サイバーエージェント傘下で動画配信サービス「ABEMA」を運営するAbemaTVは、2026年7月1日付で大阪・梅田の「グラングリーン大阪」に西日本事業部を開設した。開局10周年を迎えたABEMAにとって、この拠点新設は単なる地方営業所の開設ではなく、約1000社にのぼる広告スポンサー需要と地域経済を結びつける構造的な布石とみられる。

拠点新設の実態:営業機能特化の西日本事業部

新設された西日本事業部は、ABEMAのビジネスディベロップメント本部に属する。発表資料では「ビジネスディベロップメント本部 VPの山田陸」がコメントを寄せており、編成や制作ではなく、広告主開拓やスポンサーシップ提案といった営業機能を主軸とする組織であることが示唆されている。立地は大阪駅直結の再開発地区「グラングリーン大阪」で、西日本エリアの広告主や代理店とのアクセスを重視した選択だ。現時点で人員規模や投資額は明らかにされていない。

年間1000社の広告主を抱えるABEMAの広告構造

プレスリリースが明かす年間広告スポンサー数は約1000社。無料放送を基盤とするABEMAにとって、広告収入は事業の柱である。同社はエリアを限定した広告出稿に加え、ユーザーからの「応援」を軸とした新しい広告体験の開発を進めている。今回の西日本事業部新設は、関西・西日本に本社を置く企業や、地域密着型のプロモーション需要に直接応えるインフラ整備と位置づけられる。これにより、全国一律のインプレッション販売から、地域経済の活性化と連動する広告商品へのシフトが加速する可能性がある。

地域産業の活性化を掲げるプラットフォーム戦略

VPの山田陸は「無料視聴により様々なジャンルの産業ごと活性化できた事例も増えてきた」と述べ、ABEMAの視聴体験が流行創出や産業発展に寄与するとの認識を示した。これは、プラットフォームがコンテンツ供給者と視聴者を繋ぐだけでなく、広告主のビジネス成長や地域経済への波及効果までを価値提案に組み込む戦略の表明といえる。
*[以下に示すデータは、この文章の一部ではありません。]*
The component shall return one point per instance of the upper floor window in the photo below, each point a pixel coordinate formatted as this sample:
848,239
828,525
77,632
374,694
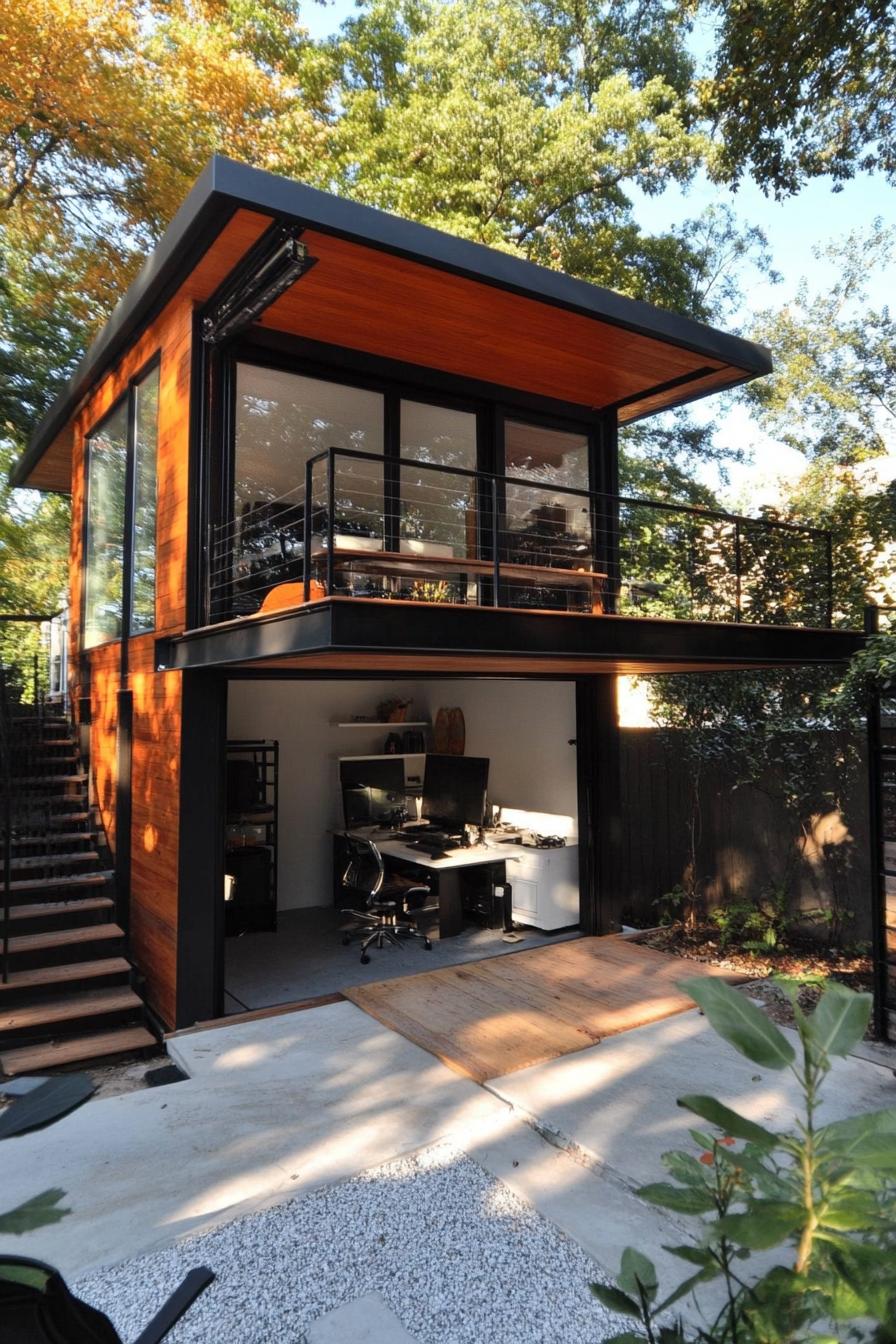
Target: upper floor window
555,463
121,518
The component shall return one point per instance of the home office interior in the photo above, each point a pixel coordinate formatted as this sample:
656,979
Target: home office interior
360,850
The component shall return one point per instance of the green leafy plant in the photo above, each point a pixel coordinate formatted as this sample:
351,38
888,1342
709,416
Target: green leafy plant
824,1196
35,1212
760,925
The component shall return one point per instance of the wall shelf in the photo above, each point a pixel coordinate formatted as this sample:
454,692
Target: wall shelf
387,756
388,727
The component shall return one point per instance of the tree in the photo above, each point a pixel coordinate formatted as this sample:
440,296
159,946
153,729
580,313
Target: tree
801,90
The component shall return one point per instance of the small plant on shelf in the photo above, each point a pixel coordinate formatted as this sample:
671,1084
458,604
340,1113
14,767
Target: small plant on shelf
824,1196
392,711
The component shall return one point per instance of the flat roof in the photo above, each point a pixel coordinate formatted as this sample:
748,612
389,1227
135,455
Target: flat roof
226,186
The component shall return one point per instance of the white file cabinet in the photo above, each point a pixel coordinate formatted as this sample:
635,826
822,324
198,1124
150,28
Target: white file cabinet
546,886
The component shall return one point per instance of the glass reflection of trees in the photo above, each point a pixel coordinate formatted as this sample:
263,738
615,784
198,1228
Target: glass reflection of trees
108,458
106,483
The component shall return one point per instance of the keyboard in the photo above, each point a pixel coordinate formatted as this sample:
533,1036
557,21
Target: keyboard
435,848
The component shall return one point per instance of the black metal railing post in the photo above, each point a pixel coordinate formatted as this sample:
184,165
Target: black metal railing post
306,528
7,820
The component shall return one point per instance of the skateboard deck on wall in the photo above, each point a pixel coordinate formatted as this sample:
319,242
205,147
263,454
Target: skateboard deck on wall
449,733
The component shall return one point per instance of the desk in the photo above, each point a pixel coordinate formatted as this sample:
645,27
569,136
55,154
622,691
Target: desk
448,871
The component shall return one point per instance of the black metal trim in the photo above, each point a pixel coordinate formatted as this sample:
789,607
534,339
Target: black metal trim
124,804
200,858
664,387
226,186
364,626
267,270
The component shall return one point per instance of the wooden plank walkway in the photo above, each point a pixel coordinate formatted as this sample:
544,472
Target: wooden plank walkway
490,1018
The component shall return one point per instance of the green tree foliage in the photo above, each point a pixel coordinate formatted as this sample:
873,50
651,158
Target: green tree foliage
801,90
821,1196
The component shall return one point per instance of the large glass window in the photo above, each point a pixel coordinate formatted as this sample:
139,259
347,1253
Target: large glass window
143,608
117,464
105,559
281,421
438,508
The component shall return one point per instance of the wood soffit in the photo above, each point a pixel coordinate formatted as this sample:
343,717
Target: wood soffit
392,288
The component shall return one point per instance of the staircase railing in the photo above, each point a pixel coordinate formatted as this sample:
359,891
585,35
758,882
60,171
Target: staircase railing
28,676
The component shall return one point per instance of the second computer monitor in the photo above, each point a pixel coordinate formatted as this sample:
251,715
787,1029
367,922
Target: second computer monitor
372,790
454,790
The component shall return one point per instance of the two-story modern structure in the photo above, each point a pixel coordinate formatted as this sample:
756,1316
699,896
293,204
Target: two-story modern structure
320,460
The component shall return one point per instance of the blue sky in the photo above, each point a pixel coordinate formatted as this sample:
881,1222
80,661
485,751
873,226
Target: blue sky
793,227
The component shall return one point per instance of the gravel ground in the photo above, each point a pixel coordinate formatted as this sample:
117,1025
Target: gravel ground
457,1255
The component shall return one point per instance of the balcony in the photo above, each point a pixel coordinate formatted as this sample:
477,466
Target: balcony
409,531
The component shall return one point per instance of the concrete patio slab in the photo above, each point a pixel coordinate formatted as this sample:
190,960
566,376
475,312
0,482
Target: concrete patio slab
273,1108
366,1321
614,1105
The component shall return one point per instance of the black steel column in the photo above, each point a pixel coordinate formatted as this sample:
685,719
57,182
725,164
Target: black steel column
601,876
879,871
124,805
200,867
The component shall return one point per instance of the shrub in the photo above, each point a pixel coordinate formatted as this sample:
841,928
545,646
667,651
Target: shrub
824,1195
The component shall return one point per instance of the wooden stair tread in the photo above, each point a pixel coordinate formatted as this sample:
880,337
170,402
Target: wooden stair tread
62,937
45,909
89,1004
79,879
46,860
42,976
75,1050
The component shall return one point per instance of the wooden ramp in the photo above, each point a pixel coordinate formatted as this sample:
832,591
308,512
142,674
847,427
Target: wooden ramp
495,1016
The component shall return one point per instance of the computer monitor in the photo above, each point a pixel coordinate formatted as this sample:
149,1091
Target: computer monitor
372,790
454,790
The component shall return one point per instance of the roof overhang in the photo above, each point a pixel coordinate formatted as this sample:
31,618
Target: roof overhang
409,292
364,636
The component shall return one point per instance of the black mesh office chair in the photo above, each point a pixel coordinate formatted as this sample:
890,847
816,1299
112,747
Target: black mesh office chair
36,1307
387,903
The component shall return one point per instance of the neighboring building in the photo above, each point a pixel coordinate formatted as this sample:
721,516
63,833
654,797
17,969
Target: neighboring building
434,425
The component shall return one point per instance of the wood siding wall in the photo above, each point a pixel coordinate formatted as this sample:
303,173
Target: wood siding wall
744,839
156,753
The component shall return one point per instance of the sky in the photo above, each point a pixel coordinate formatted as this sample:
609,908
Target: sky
793,227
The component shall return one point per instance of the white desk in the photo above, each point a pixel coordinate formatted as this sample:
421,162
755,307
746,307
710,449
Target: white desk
544,882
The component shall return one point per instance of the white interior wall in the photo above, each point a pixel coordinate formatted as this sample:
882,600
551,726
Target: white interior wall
523,726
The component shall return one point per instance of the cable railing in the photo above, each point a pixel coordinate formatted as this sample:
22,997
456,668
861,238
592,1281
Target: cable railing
411,530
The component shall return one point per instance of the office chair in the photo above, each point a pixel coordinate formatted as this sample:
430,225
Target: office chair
36,1307
386,902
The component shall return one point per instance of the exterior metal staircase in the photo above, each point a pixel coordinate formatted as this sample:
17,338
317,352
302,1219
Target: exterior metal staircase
66,987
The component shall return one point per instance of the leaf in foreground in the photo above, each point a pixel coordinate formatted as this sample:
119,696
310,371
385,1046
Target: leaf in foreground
739,1022
35,1212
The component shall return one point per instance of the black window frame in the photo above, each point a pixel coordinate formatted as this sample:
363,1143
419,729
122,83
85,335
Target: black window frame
212,432
126,397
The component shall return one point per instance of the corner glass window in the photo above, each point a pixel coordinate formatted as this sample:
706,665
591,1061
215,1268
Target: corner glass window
281,421
121,465
438,508
105,558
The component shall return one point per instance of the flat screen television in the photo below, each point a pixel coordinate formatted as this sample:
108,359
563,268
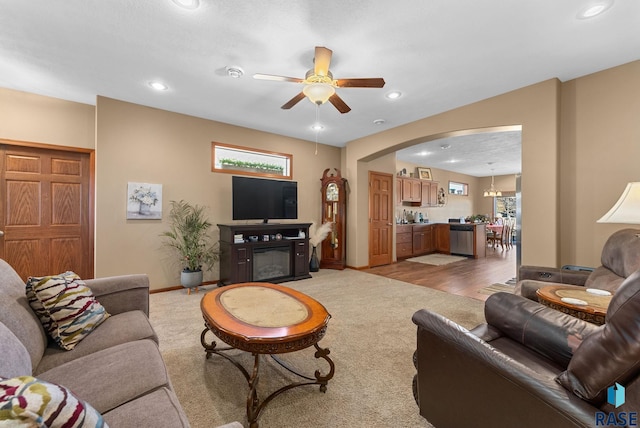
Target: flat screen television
264,199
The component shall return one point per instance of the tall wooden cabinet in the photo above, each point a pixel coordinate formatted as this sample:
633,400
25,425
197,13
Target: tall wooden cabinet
334,210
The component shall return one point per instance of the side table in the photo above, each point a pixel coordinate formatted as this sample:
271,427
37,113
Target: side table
588,304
大阪拠点は、その価値提案を西日本の広告主に対して具体化する接点となる。

今後の焦点:地域広告商品の具体化と経済圏への影響

西日本事業部が具体的にどのような広告プロダクトや地域連携施策を展開するかは、現時点では明らかにされていない。今後、関西圏の放送局やイベント、観光産業との協業が生まれるかどうかが一つの論点となる。また、「社会インフラとしての価値を高める」というABEMAの姿勢が、地域の中小企業や地方自治体の情報発信・プロモーション需要をどこまで取り込めるかも注視すべき点である。今回の拠点新設は、動画プラットフォームが地域経済圏にどう組み込まれるかを見る試金石となる。